Permanent delegate to the National Council of Provinces from the Western Cape
- In office 22 May 2014 – 27 May 2015

Member of the Western Cape Provincial Parliament
- In office 6 May 2009 – 6 May 2014

Personal details
- Born: Eugene Jeffrey Von Brandis 1954 Johannesburg, South Africa
- Died: 27 May 2015 (aged 61)
- Party: Democratic Alliance
- Spouse: Ina (until 2015; his death)
- Children: 3
- Profession: Politician

= Eugene von Brandis =

South African politician and colonel (1954-2015)

Eugene Jeffrey von Brandis (1954 – 27 May 2015) was a South African politician and retired army officer. A member of the Democratic Alliance, he served as the speaker of the George Local Municipality from 2007 to 2009, when he was elected to the Western Cape Provincial Parliament. After serving one term in the provincial parliament, he was elected to the National Council of Provinces after the 2014 general election. He served in the NCOP until his death in May 2015.

==Early life and career==
Von Brandis was born in Johannesburg in 1954. He matriculated from Bergsig High School in Rustenburg in 1971. His father worked as a medical doctor, while his mother was employed by a bank. Von Brandis was the eldest of five children. After he completed his two-year military service, his family moved to Hoekwil just outside George. Von Brandis bought George Natural Remedies and ran the business for two years. He sold the business in 1977 when he joined the army as a permanent force member in Pretoria. In 1996, he retired from the army as a colonel. He then started a business with his wife in George.

==Political career==
Von Brandis took an interest in politics and joined the New National Party. In 2000, he was elected as a Democratic Alliance councillor in the newly established George Local Municipality. He was re-elected as a councillor in 2006. In 2007, Von Brandis was elected speaker of the municipality, a position he held until his election to the Western Cape Provincial Parliament in the 2009 general election. He was then elected chairperson of the budget committee and the standing committee on finance, economic development, tourism, transport, and public works. During his time in the provincial parliament, he was also the DA's constituency head for Swellendam and Theewaterskloof.

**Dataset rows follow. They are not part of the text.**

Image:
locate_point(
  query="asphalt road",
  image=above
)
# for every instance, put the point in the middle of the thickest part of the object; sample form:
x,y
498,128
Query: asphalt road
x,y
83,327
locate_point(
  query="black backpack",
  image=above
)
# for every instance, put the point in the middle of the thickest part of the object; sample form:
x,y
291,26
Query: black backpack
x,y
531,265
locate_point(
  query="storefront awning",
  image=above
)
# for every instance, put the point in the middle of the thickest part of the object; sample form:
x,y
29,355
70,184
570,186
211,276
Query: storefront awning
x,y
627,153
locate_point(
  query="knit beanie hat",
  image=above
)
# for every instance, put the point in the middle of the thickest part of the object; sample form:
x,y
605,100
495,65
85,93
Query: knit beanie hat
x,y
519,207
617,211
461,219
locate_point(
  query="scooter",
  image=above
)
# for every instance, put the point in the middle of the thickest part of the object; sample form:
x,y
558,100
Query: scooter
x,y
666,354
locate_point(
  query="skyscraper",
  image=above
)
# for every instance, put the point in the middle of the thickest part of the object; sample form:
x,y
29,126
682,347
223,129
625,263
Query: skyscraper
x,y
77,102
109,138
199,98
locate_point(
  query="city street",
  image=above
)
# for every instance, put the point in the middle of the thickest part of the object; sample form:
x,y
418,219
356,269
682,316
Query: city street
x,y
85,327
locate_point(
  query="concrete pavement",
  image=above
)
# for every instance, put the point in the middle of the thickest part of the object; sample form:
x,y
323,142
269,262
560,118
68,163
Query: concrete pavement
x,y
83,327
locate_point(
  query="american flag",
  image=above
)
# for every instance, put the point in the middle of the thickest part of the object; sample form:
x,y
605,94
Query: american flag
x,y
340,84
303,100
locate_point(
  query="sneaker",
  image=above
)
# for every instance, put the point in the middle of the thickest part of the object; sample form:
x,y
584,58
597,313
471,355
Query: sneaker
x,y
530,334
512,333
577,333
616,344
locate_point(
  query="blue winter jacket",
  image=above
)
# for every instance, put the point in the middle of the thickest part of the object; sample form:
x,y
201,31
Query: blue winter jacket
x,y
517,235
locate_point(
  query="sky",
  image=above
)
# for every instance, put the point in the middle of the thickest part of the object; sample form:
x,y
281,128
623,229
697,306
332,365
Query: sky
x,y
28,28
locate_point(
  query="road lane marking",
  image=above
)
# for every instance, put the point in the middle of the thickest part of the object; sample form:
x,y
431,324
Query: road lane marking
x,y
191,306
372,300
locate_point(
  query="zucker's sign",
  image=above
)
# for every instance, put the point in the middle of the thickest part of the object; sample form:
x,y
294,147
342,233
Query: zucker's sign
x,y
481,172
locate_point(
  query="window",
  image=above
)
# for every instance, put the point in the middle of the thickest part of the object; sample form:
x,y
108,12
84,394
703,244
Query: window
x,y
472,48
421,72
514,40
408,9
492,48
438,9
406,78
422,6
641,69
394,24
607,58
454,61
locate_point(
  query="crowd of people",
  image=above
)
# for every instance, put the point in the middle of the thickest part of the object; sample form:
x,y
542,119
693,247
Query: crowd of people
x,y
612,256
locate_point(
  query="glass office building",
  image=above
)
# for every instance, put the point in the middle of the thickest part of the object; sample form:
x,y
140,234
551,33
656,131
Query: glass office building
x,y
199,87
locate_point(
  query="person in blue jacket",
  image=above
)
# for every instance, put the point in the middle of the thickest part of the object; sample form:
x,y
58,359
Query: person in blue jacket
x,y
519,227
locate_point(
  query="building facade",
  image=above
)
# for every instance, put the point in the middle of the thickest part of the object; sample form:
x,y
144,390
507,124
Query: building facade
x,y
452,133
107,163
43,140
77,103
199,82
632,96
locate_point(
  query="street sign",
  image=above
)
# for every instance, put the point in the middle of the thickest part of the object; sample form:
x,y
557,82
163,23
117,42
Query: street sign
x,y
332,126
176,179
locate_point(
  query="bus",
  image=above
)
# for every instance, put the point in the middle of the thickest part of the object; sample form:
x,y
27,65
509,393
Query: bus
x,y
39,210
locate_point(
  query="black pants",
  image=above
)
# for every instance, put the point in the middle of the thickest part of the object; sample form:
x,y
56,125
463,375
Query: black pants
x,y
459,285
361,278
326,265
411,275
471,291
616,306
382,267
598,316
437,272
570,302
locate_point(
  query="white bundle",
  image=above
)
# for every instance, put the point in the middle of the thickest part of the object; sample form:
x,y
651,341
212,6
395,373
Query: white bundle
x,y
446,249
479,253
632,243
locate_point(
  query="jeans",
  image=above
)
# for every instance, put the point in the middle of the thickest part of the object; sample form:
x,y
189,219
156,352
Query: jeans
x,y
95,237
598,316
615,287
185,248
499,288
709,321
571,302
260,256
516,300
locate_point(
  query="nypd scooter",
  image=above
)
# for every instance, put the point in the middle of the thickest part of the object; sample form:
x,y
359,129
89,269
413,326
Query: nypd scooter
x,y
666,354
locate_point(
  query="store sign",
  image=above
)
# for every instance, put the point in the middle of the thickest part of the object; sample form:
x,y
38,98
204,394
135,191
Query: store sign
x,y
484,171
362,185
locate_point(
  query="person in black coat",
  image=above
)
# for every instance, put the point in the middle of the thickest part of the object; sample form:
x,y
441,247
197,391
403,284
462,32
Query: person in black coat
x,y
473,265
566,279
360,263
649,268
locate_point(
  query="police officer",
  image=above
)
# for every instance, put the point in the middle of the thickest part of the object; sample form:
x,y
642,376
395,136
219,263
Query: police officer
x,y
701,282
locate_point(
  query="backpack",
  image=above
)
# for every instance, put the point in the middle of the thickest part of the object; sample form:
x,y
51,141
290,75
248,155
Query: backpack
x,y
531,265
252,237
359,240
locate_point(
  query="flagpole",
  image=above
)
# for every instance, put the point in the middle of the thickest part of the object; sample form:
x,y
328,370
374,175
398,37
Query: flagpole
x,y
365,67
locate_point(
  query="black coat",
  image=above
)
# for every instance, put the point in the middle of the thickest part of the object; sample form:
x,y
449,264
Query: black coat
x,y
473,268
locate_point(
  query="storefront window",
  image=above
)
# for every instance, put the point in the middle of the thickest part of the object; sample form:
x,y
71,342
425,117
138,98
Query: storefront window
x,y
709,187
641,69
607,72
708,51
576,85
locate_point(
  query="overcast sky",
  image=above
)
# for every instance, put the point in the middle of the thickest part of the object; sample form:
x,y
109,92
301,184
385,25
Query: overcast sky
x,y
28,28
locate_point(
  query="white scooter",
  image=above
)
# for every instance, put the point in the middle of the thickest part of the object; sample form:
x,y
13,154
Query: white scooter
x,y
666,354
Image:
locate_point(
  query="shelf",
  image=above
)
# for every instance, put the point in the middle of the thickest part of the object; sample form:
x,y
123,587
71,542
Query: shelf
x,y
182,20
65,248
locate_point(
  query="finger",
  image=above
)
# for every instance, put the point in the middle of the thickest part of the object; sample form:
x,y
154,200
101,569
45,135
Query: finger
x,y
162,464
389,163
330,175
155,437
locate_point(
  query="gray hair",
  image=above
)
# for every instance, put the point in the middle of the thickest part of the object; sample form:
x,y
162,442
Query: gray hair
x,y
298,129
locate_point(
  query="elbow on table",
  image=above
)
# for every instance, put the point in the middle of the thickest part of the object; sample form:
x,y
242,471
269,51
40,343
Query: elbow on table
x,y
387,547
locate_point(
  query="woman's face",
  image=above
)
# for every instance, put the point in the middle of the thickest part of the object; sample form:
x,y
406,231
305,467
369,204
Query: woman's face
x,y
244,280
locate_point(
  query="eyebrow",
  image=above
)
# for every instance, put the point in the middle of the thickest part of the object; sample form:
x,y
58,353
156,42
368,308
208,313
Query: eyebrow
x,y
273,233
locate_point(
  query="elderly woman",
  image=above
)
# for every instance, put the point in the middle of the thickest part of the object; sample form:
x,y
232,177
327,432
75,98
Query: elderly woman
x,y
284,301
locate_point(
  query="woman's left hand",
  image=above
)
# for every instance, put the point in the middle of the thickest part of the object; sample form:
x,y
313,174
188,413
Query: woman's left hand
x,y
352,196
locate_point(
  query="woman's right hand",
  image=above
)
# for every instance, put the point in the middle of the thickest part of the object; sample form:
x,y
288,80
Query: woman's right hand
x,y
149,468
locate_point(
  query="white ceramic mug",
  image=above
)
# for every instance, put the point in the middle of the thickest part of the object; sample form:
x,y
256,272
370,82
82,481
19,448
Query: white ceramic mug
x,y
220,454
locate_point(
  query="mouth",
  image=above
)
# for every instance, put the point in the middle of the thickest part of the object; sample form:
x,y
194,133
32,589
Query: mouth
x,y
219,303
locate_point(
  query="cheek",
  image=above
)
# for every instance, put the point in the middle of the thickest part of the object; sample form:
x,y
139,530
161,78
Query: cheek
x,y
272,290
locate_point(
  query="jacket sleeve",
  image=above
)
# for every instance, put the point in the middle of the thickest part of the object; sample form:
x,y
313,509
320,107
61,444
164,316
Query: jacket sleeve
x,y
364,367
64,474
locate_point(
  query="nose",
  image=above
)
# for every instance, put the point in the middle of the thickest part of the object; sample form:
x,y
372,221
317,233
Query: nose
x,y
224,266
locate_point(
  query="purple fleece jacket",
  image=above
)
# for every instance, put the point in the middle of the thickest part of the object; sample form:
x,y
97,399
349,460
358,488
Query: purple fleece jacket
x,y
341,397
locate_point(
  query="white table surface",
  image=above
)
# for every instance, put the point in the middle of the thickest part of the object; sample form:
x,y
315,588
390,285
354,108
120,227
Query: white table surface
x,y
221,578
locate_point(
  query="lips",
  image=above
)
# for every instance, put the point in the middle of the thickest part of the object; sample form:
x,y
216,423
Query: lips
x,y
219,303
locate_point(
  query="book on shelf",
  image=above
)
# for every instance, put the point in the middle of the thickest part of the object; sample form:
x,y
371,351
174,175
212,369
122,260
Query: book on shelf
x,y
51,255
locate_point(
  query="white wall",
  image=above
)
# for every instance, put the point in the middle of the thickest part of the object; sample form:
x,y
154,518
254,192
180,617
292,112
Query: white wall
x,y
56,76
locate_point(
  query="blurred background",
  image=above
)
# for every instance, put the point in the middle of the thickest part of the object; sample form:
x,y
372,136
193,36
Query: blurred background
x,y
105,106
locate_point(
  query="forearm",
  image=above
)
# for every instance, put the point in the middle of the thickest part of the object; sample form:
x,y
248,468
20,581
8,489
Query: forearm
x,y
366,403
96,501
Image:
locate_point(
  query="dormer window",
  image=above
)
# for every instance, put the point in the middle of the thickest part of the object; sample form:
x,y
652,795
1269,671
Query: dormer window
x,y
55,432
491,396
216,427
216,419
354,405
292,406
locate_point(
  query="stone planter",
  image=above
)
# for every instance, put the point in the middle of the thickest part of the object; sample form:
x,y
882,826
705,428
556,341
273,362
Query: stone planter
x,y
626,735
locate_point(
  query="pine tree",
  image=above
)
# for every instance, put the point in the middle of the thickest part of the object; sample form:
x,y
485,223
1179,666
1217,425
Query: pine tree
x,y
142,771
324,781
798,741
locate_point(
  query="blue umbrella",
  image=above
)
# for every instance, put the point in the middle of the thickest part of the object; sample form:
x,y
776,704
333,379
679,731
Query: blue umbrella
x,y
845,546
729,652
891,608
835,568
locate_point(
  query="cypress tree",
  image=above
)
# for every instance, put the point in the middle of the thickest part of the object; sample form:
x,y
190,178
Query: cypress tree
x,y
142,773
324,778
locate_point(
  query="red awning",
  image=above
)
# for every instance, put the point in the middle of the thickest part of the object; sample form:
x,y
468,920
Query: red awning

After the 2014 South African general election, the DA's Gerrit van Rensburg declined to take up his seat in the National Council of Provinces. The DA then nominated Von Brandis to replace him and the Western Cape provincial parliament confirmed his nomination. He was sworn in on 22 May 2014 along with all the other newly elected NCOP delegates. Von Brandis served alongside fellow DA Western Cape NCOP delegate Jaco Londt, who was also from George. In June 2014, he became a member of the NCOP Select Committee on Appropriations.

==Personal life and death==
Von Brandis married Ina Barnard at the NG Church George South. They had three children.

Von Brandis died from cancer on 27 May 2015 after a long illness. His remains were cremated and buried in George. His daughter, Jacqulique von Brandis, was elected as the DA councillor for ward 26 in George in 2016.